We need boundaries, too. But you're not going to find many who'll admit it. Have you ever seen a kid asking to have less candy, or asking for his toys to be taken away? It's just not human nature. And the problem is, there is nobody to tell us adults that we're out of line. Imagine if someone told you to cool it- you'd give 'em a piece of your mind or ax that acquaintance.


I'm just coming off of a week without boundaries. Vacation. No kids. No bedtime. Just me and hubby in romantic Quebec City. A vacation is a time when you can follow your whims, do as your heart desires, right?
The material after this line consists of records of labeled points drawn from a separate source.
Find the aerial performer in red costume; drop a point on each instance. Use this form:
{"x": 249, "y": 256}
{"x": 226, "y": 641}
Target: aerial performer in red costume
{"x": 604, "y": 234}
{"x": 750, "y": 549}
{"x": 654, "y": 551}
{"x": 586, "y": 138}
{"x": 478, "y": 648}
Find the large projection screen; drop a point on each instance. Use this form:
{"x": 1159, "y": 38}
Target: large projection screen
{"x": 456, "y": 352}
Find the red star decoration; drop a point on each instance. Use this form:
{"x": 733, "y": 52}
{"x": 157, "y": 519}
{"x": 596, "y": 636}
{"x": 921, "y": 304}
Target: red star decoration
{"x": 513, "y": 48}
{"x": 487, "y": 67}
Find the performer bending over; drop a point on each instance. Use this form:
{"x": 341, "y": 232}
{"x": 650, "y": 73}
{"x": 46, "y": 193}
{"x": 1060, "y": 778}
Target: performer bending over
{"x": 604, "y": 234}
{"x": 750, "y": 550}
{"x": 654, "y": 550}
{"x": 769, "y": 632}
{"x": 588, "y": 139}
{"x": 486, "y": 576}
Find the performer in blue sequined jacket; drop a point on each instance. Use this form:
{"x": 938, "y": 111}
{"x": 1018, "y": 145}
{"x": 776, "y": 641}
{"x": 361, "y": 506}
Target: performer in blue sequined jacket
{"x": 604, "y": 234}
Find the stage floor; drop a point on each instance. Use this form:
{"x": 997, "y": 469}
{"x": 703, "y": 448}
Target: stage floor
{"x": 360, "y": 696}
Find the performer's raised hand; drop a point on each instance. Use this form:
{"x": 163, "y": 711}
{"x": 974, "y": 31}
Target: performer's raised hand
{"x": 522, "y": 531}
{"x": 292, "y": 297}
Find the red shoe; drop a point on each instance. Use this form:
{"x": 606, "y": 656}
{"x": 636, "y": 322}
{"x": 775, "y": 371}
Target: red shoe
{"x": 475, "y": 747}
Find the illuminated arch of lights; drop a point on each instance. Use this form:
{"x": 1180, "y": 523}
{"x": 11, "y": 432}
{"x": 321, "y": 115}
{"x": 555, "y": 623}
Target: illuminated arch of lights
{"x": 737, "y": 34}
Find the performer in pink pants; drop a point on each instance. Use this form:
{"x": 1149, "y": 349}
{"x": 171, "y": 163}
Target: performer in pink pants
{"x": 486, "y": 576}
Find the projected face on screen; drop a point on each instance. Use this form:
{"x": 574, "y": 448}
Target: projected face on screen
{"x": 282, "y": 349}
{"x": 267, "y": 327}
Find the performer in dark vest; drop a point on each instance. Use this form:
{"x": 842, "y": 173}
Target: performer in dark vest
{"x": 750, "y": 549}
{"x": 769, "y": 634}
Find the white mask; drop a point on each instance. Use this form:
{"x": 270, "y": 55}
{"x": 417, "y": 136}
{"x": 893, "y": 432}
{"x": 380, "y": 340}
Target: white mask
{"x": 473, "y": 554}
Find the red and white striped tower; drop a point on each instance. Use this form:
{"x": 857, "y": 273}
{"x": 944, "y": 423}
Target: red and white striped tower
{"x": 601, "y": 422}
Then how come I felt so lousy on day #4?


In retrospect, that was the day I stopped doing my devotions. Day #4 was the day I got on my husband's nerves and had to pull out the 'ol PMS defense to get some sympathy. I let my boundaries slide. Back home, God and I were in a good place. Bible reading, devotions, prayer, reflection. These all helped keep my mind focused on him. But out of the routine it was hard to stay focused. I found myself coming up with excuses to skip the devos. And when I follow my feelings I get in trouble.


So I spent today getting back in with God. He got to hear it all. Psalm 145:18 says, "the Lord is near to all who call on him, to all who call on him in truth."


God has drawn lines in my life. Don't step over these or else...time out! And for this grown-up mama, a time-out means a tired, over-whelmed body. But when I call on God and we let it all out everything gets put into perspective. Suddenly priorities are dramatically changed and energy is renewed.